Jorge Millas fired back. In El desafío espiritual de la sociedad de masas (1962), he warned that mass society threatened the life of the spirit. For Millas, the university was a refuge where thinkers could protect higher values from the noise of politics. The debate grew fierce as student enrollments swelled and left-wing parties gained strength. Philosophy classes were interrupted, the Revista de Filosofía stopped publishing in 1970, and the community split over the question: should thinkers stay in their ivory towers, or throw themselves into the fight?

When the Generals Took Over Philosophy

Under Pinochet, many philosophers were arrested or exiled for their ideas.

The military coup of September 11, 1973, crushed that debate with force. The regime appointed military rectors, closed faculties, and purged professors seen as dissidents. The philosophy department at the University of Chile was hit especially hard. Juan Rivano was arrested and sent into exile. Others were simply dismissed.

Jorge Millas had initially hoped the military might create his ideal of a university devoted to pure reason. By 1976, his hopes were ash. He publicly declared that the university had become an institution “under surveillance.” Co-writing La violencia y sus máscaras with the critic Edison Otero, he kept arguing for reason and reflection. His final book, Idea de la Universidad (1981), was a sharp critique of military control. Silenced and ill, he died at age 65. Other philosophers lowered their voices or worked quietly, but the climate of repression smothered the free inquiry they believed philosophy needed.

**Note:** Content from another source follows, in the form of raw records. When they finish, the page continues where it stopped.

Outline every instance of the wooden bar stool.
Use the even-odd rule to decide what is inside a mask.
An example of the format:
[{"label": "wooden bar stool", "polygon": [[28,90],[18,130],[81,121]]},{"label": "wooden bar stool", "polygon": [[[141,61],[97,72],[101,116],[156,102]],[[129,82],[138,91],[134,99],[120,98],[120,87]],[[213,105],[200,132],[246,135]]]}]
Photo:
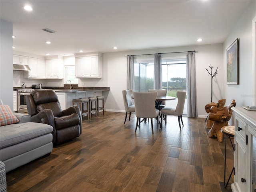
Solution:
[{"label": "wooden bar stool", "polygon": [[[103,115],[104,115],[104,100],[105,99],[105,98],[103,96],[97,96],[97,105],[98,106],[98,108],[97,108],[97,116],[99,116],[99,112],[100,110],[102,110]],[[102,101],[102,107],[100,107],[100,105],[99,104],[99,101]]]},{"label": "wooden bar stool", "polygon": [[90,114],[90,119],[92,118],[93,112],[95,112],[95,117],[97,117],[97,99],[96,97],[88,97],[88,98],[89,99],[89,113]]},{"label": "wooden bar stool", "polygon": [[[80,99],[74,99],[72,100],[73,105],[76,105],[76,104],[79,104],[79,108],[81,111],[81,115],[82,115],[82,119],[83,116],[87,114],[87,119],[88,120],[89,118],[89,99],[87,98],[82,98]],[[86,104],[86,109],[84,110],[84,104]]]}]

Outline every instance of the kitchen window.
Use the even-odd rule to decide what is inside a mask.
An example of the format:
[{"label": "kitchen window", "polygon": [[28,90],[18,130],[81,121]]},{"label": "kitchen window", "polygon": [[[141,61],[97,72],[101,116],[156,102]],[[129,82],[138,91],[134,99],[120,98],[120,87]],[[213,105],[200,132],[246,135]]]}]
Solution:
[{"label": "kitchen window", "polygon": [[65,75],[64,77],[64,84],[66,83],[67,81],[70,80],[72,84],[78,84],[78,80],[76,78],[75,65],[65,66]]}]

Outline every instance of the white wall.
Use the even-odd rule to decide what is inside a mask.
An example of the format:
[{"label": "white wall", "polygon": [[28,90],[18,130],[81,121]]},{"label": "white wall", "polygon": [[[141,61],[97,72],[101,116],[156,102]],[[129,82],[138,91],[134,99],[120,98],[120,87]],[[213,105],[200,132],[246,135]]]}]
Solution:
[{"label": "white wall", "polygon": [[224,75],[222,49],[222,44],[217,44],[104,53],[103,78],[99,83],[104,82],[106,86],[110,88],[105,108],[111,111],[124,111],[122,90],[126,89],[126,58],[125,55],[196,50],[198,51],[196,53],[198,115],[201,117],[206,117],[207,114],[204,106],[211,102],[211,76],[205,68],[209,69],[211,65],[214,66],[214,70],[219,67],[218,74],[214,78],[213,86],[213,101],[217,102],[223,97],[222,94]]},{"label": "white wall", "polygon": [[0,20],[0,98],[13,109],[12,24]]},{"label": "white wall", "polygon": [[[226,49],[237,39],[239,39],[238,85],[227,85],[226,76],[224,76],[223,92],[227,99],[227,104],[234,99],[236,102],[236,107],[250,106],[254,99],[252,86],[252,20],[256,17],[256,1],[246,10],[238,21],[233,29],[223,43],[223,68],[224,74],[227,72]],[[255,34],[254,34],[255,35]],[[234,125],[234,114],[229,123]]]},{"label": "white wall", "polygon": [[227,85],[226,76],[224,82],[224,94],[227,102],[234,99],[236,107],[250,106],[252,103],[252,20],[256,17],[256,1],[245,11],[234,29],[223,43],[223,68],[227,72],[226,49],[236,39],[239,39],[239,84]]}]

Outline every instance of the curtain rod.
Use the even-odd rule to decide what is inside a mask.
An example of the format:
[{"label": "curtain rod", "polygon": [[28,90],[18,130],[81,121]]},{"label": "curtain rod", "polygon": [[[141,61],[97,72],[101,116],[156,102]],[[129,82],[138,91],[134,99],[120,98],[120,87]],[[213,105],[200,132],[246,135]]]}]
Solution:
[{"label": "curtain rod", "polygon": [[[158,53],[158,54],[167,54],[168,53],[187,53],[188,52],[192,52],[194,51],[196,53],[197,53],[198,52],[198,51],[181,51],[179,52],[170,52],[170,53]],[[125,55],[124,57],[128,57],[128,56],[139,56],[140,55],[155,55],[158,53],[151,53],[150,54],[142,54],[142,55]]]}]

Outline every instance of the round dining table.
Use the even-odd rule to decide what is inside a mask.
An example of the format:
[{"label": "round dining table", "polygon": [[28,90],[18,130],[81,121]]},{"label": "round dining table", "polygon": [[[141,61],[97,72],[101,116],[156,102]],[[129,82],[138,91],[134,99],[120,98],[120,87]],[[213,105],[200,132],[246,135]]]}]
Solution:
[{"label": "round dining table", "polygon": [[171,96],[157,96],[156,99],[156,108],[159,109],[159,106],[164,101],[175,100],[176,98]]}]

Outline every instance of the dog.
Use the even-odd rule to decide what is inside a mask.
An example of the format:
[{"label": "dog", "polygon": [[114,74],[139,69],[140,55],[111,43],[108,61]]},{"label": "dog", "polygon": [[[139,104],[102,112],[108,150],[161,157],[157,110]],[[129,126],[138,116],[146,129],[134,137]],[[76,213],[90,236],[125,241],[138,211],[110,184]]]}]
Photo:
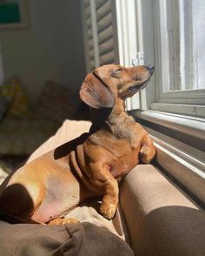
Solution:
[{"label": "dog", "polygon": [[107,64],[89,73],[80,98],[91,110],[90,131],[18,169],[0,198],[1,212],[27,223],[62,225],[77,222],[63,213],[102,197],[100,212],[112,219],[118,183],[155,154],[148,132],[125,112],[125,99],[143,89],[153,72],[153,65]]}]

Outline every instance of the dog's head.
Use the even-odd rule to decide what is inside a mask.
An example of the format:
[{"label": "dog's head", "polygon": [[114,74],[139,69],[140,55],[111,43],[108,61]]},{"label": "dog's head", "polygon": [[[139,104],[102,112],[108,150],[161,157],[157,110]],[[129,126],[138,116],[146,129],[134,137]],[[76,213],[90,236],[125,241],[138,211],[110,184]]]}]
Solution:
[{"label": "dog's head", "polygon": [[116,98],[124,100],[143,89],[153,72],[153,65],[132,68],[117,64],[103,65],[86,76],[80,97],[93,108],[111,108]]}]

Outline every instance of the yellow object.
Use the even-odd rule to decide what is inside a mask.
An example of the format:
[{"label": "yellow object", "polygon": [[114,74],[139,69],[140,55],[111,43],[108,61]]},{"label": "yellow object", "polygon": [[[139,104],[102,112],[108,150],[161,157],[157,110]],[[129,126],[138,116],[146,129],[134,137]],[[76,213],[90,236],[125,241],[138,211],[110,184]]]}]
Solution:
[{"label": "yellow object", "polygon": [[13,118],[24,118],[28,115],[28,98],[22,87],[21,80],[12,77],[0,87],[0,95],[6,98],[10,105],[7,116]]}]

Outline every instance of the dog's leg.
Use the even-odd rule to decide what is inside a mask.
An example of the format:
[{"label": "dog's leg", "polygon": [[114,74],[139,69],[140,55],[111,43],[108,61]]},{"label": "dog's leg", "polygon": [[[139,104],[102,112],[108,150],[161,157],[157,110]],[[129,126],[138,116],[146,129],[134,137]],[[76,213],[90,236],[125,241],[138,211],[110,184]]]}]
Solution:
[{"label": "dog's leg", "polygon": [[142,139],[141,149],[140,149],[142,162],[144,164],[150,163],[153,158],[155,157],[155,147],[153,144],[152,139],[149,136],[149,134],[146,133]]},{"label": "dog's leg", "polygon": [[71,218],[56,218],[50,220],[48,225],[50,226],[56,226],[56,225],[63,225],[66,223],[79,223],[79,220],[76,219]]},{"label": "dog's leg", "polygon": [[109,219],[116,213],[118,205],[119,187],[106,164],[96,162],[92,165],[93,177],[91,181],[103,189],[103,198],[100,207],[101,213]]}]

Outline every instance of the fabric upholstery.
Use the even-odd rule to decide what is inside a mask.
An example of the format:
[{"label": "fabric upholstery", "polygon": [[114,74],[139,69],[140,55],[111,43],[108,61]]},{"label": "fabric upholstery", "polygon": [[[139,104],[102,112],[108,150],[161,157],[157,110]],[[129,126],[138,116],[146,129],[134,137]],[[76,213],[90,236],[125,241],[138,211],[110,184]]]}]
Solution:
[{"label": "fabric upholstery", "polygon": [[138,165],[120,191],[121,207],[136,255],[205,255],[204,211],[158,169]]},{"label": "fabric upholstery", "polygon": [[1,256],[133,256],[130,247],[111,232],[89,223],[49,226],[0,221]]}]

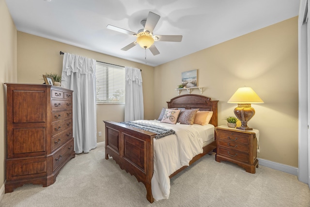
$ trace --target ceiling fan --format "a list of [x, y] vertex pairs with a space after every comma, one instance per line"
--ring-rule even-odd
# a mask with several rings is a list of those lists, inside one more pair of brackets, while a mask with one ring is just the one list
[[134, 42], [122, 48], [122, 50], [127, 51], [138, 44], [142, 48], [149, 48], [152, 53], [156, 55], [159, 54], [159, 51], [154, 45], [154, 41], [181, 42], [182, 40], [182, 35], [153, 35], [153, 30], [160, 18], [160, 16], [158, 15], [149, 12], [147, 18], [142, 20], [140, 22], [143, 29], [137, 33], [109, 24], [107, 26], [107, 28], [137, 37]]

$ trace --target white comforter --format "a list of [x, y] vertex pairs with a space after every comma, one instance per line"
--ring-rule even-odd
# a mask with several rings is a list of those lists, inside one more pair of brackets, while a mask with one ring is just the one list
[[[154, 139], [154, 172], [152, 178], [152, 191], [156, 200], [168, 198], [170, 194], [169, 175], [189, 161], [197, 155], [202, 153], [202, 138], [206, 129], [214, 128], [213, 125], [171, 125], [156, 120], [137, 120], [143, 123], [170, 128], [175, 134]], [[208, 126], [208, 125], [211, 125]]]

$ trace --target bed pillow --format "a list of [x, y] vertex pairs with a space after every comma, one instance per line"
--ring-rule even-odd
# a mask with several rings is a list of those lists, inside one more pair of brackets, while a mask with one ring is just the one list
[[[160, 112], [160, 114], [159, 114], [159, 116], [158, 116], [158, 118], [157, 119], [158, 121], [161, 121], [161, 120], [163, 119], [163, 117], [164, 117], [164, 115], [165, 115], [165, 112], [166, 112], [166, 110], [167, 109], [165, 107], [163, 107], [163, 108], [161, 110], [161, 111]], [[178, 110], [179, 109], [175, 109], [175, 110]]]
[[160, 122], [175, 124], [178, 121], [178, 117], [181, 110], [167, 109], [165, 114]]
[[209, 124], [213, 115], [213, 111], [199, 111], [196, 114], [194, 124], [205, 125]]
[[180, 124], [192, 125], [194, 124], [194, 119], [198, 110], [199, 109], [181, 110], [178, 122], [180, 122]]
[[166, 109], [167, 109], [165, 107], [163, 107], [162, 109], [161, 110], [161, 112], [160, 112], [160, 114], [159, 114], [159, 116], [158, 116], [157, 120], [161, 121], [161, 120], [163, 119], [163, 117], [164, 117], [164, 115], [165, 115], [165, 112], [166, 112]]

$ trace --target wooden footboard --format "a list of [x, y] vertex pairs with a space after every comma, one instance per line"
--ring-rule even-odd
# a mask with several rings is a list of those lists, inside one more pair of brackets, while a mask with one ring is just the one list
[[156, 134], [116, 122], [104, 122], [106, 159], [108, 159], [109, 155], [112, 157], [121, 169], [143, 183], [146, 188], [146, 198], [153, 203], [153, 139]]

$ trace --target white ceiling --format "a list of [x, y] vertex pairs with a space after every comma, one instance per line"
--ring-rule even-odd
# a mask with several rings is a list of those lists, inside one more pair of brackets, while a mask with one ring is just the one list
[[156, 56], [147, 49], [153, 66], [296, 16], [299, 7], [298, 0], [6, 0], [17, 31], [142, 64], [139, 45], [121, 50], [135, 37], [107, 25], [137, 32], [149, 12], [160, 16], [155, 35], [183, 37], [155, 42]]

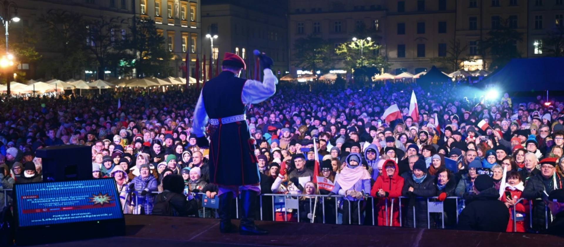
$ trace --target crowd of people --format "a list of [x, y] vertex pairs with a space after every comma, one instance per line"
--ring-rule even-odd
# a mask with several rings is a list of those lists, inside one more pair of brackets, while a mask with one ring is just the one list
[[[299, 208], [263, 196], [263, 219], [539, 232], [556, 217], [545, 207], [564, 182], [564, 101], [468, 98], [451, 84], [339, 85], [280, 85], [247, 109], [261, 193], [300, 195], [292, 197]], [[408, 116], [412, 91], [419, 119]], [[92, 177], [114, 178], [125, 213], [215, 217], [201, 205], [218, 187], [209, 183], [209, 149], [191, 133], [199, 95], [4, 98], [0, 190], [42, 181], [38, 149], [87, 145]], [[403, 118], [390, 123], [382, 115], [394, 104]], [[2, 207], [11, 200], [0, 193]], [[428, 200], [443, 201], [444, 213], [428, 218]]]

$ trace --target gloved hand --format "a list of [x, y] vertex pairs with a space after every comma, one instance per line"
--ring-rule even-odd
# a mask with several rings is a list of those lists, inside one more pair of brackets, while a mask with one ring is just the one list
[[267, 56], [263, 54], [260, 57], [261, 60], [261, 68], [262, 69], [270, 69], [274, 64], [274, 61], [272, 61], [272, 59], [268, 57]]
[[447, 193], [442, 192], [439, 194], [439, 200], [440, 201], [444, 201], [444, 199], [447, 199]]

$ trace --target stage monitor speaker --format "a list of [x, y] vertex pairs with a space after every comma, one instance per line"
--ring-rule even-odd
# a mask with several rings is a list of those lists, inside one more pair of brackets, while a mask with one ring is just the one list
[[43, 163], [43, 181], [92, 179], [92, 148], [82, 145], [51, 146], [36, 151]]

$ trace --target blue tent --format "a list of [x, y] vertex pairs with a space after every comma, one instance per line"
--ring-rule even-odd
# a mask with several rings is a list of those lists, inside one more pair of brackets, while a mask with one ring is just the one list
[[564, 57], [514, 59], [481, 83], [512, 92], [563, 91], [563, 68]]

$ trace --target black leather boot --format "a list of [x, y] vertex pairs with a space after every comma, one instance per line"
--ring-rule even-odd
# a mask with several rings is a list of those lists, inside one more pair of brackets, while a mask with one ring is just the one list
[[235, 232], [237, 230], [231, 223], [232, 201], [232, 192], [224, 193], [219, 196], [219, 231], [222, 233]]
[[254, 224], [254, 207], [258, 196], [258, 193], [252, 190], [241, 191], [243, 210], [239, 233], [241, 235], [263, 235], [268, 233], [268, 231], [261, 229]]

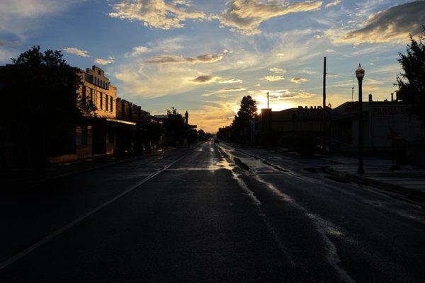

A surprising change grew from the dictatorship: philosophers who had once shunned politics now embraced democratic values. Many moved to independent research centers and began talking with scholars from other fields. The old wall between philosophy and public life began to crumble. Chilean thinkers learned the hard way that you cannot seal ideas off from power — that the question of what philosophy is for is never just academic.

Why a 19th-Century Book Burning Still Matters for You

The Chilean story is extreme, but its core question is yours. What should thinking be for? If your school taught only what is useful for science and jobs, what would you lose? Should a thinker stay out of politics and keep ideas pure, or jump into the mess and push for change? When Francisco Bilbao’s book burned, the authorities understood something true: ideas have power. Every time you study a subject, you face a version of the same choice that Chilean philosophers wrestled with for a century — are you learning just to pass a test, or to think about what really matters? That question hasn’t stopped burning.

Think about it

  1. If your school could teach only one of these for a whole year — science, ethics, or religion — which would you pick, and what might you lose by leaving out the others?
  2. Should a country’s government ever be allowed to decide what ideas get taught in a philosophy class? Why or why not?
  3. Is it better for a thinker to stay out of politics and focus on pure ideas, or to use their ideas to try to change society? What might be risked either way?